Who is better at math, Jenny or Jingzhen? Uncovering Stereotypes in Large Language Models
This work addresses the problem of harmful stereotype propagation in LLMs, which disproportionately affects marginalized communities, by providing a comprehensive global dataset and analysis, though it is incremental in building on existing bias literature.
The researchers introduced GlobalBias, a dataset of 876k sentences covering 40 gender-by-ethnicity groups, to study stereotypes in large language models (LLMs) by probing models via perplexity and generating character profiles. They found that demographic groups associated with stereotypes were consistent across model likelihoods and outputs, with larger models showing higher levels of stereotypical outputs even when instructed not to.

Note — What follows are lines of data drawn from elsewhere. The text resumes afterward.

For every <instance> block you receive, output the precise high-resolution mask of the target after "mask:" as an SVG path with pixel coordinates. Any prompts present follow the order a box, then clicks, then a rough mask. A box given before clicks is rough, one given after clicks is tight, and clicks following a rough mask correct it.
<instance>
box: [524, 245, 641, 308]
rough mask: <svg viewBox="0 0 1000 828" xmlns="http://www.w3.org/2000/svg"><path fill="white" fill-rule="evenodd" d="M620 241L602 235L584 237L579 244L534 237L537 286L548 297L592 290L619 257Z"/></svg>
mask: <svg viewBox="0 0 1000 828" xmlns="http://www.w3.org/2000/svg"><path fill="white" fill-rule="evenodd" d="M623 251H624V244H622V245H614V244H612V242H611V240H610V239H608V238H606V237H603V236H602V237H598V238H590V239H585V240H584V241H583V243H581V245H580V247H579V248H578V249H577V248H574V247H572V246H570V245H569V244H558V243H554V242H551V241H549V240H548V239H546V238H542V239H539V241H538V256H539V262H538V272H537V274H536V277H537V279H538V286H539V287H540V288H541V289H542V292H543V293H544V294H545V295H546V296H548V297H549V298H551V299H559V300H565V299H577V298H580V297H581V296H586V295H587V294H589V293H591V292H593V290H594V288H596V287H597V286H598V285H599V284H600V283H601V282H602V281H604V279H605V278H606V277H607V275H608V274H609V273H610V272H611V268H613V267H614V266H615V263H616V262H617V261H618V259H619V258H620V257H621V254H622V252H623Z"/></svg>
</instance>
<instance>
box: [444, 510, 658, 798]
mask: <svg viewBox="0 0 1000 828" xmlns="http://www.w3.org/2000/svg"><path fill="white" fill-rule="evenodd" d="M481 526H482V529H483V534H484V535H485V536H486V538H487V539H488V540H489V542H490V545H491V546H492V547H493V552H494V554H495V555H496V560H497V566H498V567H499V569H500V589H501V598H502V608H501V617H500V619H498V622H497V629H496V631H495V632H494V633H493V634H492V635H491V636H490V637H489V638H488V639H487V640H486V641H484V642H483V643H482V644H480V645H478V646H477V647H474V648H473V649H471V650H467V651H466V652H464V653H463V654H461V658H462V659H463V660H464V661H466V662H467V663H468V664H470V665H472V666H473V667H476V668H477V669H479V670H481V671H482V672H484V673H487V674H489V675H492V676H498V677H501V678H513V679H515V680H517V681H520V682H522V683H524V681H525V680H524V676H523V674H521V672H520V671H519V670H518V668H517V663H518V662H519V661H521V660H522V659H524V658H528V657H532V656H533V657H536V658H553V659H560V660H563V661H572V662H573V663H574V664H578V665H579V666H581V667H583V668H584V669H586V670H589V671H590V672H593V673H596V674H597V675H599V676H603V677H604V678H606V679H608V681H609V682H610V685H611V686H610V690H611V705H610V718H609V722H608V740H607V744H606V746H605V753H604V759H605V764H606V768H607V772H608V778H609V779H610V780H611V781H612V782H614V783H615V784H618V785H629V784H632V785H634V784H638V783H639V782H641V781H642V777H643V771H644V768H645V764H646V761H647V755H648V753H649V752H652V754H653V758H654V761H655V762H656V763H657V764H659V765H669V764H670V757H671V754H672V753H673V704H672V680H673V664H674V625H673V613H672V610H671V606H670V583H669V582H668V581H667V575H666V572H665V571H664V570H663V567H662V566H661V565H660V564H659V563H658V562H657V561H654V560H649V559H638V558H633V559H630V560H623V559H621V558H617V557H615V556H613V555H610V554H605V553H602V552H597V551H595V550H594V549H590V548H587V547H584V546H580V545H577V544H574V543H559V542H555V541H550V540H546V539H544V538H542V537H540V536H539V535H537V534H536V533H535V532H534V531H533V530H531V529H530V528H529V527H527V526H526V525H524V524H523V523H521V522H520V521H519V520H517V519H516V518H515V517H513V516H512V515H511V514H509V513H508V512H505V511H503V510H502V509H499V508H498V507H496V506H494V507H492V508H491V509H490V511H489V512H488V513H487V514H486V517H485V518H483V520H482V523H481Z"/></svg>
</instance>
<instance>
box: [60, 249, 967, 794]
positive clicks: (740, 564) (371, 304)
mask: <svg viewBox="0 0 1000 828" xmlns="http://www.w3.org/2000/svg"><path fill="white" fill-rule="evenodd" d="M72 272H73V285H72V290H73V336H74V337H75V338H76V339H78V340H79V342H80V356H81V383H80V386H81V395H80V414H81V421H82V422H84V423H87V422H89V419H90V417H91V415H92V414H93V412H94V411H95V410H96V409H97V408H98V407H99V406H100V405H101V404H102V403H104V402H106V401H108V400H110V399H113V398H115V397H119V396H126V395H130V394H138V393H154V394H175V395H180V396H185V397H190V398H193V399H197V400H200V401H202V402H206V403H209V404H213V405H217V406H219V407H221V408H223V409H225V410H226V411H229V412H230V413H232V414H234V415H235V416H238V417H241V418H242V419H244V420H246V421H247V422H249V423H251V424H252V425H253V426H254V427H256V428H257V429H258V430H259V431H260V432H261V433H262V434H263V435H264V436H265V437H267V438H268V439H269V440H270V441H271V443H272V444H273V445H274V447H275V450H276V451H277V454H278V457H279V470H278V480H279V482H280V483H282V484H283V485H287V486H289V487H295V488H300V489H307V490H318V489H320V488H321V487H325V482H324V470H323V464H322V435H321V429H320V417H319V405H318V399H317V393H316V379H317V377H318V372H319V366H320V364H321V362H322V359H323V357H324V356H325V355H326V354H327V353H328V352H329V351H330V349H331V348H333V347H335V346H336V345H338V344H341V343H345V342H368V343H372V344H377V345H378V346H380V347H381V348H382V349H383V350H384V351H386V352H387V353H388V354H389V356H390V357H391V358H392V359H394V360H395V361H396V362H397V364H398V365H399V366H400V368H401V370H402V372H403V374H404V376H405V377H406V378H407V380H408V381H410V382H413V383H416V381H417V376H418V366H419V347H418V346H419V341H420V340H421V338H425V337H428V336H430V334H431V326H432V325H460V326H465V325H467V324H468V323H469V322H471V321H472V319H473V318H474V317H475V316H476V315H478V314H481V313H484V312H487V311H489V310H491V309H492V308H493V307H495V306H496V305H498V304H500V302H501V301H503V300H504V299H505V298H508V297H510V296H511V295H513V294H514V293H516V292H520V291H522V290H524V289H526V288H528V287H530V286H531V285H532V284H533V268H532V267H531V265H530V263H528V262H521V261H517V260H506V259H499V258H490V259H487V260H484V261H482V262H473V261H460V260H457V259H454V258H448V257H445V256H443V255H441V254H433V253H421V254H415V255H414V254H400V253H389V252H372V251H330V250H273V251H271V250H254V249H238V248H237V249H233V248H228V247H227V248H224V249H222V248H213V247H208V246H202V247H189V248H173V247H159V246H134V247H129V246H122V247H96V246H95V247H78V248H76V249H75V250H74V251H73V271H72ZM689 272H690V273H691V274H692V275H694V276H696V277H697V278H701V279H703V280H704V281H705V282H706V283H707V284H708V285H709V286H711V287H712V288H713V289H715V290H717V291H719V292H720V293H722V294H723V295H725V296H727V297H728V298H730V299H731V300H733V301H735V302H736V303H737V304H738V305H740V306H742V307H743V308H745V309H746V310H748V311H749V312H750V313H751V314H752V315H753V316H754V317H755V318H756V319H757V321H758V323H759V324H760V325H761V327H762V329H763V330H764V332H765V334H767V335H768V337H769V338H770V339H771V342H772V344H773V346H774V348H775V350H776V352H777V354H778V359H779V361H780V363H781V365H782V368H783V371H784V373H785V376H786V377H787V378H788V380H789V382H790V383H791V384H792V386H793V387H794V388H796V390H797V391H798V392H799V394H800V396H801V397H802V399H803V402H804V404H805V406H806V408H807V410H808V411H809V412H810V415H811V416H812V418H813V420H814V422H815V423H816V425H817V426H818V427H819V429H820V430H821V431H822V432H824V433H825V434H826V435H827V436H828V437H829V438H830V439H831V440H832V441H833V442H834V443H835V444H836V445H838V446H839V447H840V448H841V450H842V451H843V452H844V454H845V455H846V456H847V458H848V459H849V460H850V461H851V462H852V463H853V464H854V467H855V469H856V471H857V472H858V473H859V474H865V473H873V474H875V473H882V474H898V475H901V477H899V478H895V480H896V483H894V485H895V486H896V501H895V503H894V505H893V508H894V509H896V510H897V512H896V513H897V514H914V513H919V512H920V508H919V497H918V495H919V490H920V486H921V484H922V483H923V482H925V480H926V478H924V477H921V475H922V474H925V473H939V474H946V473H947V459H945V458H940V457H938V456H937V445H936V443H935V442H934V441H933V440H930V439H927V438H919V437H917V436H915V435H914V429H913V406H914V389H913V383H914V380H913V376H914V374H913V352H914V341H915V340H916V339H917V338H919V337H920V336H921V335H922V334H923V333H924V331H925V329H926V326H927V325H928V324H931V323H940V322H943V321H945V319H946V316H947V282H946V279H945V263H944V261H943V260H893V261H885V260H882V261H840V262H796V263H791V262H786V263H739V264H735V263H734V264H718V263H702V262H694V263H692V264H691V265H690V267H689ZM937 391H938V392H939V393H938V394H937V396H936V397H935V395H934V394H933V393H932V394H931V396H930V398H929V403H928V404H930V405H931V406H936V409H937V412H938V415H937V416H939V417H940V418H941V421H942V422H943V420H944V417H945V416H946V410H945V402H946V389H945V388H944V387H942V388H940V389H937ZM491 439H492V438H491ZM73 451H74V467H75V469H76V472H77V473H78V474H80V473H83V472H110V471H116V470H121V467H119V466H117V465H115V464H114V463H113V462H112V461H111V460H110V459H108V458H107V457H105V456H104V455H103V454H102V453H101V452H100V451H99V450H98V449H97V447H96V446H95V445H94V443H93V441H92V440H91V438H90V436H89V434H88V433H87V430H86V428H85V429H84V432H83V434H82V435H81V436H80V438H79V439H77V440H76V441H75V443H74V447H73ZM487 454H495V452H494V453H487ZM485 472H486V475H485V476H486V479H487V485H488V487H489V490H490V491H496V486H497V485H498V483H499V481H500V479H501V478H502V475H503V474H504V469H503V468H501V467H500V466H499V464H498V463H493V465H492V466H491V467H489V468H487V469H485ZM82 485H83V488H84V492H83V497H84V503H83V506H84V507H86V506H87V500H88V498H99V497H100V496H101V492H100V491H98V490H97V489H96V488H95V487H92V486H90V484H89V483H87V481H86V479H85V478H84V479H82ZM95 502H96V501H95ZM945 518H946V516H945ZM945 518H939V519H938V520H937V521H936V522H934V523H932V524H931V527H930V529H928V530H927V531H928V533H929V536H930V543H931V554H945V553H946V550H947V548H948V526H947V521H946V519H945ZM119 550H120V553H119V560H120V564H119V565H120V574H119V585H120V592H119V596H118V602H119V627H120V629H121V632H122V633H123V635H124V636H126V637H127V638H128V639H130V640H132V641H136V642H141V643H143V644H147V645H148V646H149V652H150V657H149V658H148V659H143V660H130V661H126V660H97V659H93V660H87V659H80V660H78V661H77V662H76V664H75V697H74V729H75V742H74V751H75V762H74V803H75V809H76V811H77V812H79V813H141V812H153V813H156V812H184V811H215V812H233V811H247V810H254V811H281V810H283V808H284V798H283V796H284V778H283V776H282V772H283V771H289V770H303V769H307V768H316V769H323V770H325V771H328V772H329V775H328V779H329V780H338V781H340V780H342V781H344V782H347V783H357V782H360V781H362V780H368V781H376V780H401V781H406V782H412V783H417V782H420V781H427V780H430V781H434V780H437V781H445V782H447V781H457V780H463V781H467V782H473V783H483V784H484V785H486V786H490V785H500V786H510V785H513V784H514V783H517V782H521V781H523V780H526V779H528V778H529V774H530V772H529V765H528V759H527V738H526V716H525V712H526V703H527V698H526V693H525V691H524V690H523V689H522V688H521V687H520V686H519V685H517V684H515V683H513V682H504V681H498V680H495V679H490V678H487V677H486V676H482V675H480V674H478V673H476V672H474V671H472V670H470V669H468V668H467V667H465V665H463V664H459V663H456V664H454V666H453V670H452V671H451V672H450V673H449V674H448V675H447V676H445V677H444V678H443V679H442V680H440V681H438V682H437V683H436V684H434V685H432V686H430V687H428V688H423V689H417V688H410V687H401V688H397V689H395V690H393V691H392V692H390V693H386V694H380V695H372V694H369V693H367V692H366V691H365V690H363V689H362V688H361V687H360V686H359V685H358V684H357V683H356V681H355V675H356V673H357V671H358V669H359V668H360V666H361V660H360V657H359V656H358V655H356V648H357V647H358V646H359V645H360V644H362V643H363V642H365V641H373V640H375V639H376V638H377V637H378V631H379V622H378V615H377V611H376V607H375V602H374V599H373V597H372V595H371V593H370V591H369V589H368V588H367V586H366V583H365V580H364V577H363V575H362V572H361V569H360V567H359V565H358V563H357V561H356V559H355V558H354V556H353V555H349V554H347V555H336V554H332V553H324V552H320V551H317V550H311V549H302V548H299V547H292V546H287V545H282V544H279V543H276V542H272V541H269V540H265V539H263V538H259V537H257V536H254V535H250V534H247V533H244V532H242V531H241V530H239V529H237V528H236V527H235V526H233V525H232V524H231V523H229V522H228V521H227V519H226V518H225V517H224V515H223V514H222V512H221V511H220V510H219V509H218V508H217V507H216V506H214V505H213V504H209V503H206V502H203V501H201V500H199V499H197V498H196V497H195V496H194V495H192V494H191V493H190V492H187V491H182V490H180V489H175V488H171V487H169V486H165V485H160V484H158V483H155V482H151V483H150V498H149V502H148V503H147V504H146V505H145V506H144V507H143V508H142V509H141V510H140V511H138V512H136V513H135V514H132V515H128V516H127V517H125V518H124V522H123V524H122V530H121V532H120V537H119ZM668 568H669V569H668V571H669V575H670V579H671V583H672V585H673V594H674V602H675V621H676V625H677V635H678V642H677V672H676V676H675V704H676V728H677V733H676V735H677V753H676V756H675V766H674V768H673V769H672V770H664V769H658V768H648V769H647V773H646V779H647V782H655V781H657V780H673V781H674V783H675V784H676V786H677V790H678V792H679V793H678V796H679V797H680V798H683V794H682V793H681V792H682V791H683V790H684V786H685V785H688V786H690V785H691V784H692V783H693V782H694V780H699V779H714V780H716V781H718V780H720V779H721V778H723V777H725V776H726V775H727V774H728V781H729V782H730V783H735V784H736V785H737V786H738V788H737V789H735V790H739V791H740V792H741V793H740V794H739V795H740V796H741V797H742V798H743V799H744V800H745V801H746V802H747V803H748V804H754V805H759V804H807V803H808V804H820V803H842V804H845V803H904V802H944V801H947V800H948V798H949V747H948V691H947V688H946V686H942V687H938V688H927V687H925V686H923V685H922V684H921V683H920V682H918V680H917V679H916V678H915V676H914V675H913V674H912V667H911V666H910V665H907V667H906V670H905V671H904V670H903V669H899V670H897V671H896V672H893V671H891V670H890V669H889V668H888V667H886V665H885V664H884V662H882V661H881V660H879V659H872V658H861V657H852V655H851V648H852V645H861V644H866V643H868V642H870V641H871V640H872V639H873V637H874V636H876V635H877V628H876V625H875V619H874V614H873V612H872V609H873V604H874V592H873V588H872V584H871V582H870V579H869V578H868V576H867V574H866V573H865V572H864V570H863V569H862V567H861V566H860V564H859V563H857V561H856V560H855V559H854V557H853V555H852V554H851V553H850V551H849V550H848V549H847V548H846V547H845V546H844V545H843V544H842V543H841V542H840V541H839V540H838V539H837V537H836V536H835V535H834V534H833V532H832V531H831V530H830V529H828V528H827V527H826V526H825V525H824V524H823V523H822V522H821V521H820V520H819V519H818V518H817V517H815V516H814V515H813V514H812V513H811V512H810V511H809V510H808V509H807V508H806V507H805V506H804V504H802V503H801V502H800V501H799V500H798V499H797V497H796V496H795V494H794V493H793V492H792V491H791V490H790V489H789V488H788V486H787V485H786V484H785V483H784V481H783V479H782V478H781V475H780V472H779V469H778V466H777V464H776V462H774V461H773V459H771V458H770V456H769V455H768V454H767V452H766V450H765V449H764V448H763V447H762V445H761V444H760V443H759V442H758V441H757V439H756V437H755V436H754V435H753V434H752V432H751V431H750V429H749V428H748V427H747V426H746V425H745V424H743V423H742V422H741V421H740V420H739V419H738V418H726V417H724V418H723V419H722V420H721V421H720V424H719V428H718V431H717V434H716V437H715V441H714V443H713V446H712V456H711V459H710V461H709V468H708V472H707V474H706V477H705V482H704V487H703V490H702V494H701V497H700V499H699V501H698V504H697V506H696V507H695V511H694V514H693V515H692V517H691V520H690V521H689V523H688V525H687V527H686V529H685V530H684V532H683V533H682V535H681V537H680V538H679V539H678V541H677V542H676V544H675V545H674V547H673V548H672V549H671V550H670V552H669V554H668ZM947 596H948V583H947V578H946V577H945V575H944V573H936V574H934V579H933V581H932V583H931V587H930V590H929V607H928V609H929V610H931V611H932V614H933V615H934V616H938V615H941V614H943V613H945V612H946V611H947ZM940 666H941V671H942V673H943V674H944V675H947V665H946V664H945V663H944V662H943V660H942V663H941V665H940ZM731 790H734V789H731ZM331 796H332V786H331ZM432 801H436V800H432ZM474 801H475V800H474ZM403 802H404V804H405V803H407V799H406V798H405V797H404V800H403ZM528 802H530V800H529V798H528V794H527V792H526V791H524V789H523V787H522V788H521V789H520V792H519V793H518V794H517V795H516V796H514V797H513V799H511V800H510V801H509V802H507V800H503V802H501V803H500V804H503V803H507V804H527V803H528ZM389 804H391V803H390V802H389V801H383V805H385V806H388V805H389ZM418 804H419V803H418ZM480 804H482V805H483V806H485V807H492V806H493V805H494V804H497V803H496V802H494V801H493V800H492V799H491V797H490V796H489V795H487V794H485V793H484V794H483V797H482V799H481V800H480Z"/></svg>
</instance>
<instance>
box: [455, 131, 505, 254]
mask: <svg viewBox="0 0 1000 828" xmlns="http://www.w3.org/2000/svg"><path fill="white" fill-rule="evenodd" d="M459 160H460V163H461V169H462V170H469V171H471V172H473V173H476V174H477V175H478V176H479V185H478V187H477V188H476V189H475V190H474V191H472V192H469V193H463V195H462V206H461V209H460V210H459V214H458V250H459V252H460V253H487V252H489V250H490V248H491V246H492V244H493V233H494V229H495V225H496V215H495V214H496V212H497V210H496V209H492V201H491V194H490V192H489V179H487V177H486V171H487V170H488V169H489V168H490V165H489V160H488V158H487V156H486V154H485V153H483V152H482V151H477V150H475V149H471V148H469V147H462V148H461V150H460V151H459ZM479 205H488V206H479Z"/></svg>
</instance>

Large language models (LLMs) have been shown to propagate and amplify harmful stereotypes, particularly those that disproportionately affect marginalised communities. To understand the effect of these stereotypes more comprehensively, we introduce GlobalBias, a dataset of 876k sentences incorporating 40 distinct gender-by-ethnicity groups alongside descriptors typically used in bias literature, which enables us to study a broad set of stereotypes from around the world. We use GlobalBias to directly probe a suite of LMs via perplexity, which we use as a proxy to determine how certain stereotypes are represented in the model's internal representations. Following this, we generate character profiles based on given names and evaluate the prevalence of stereotypes in model outputs. We find that the demographic groups associated with various stereotypes remain consistent across model likelihoods and model outputs. Furthermore, larger models consistently display higher levels of stereotypical outputs, even when explicitly instructed not to.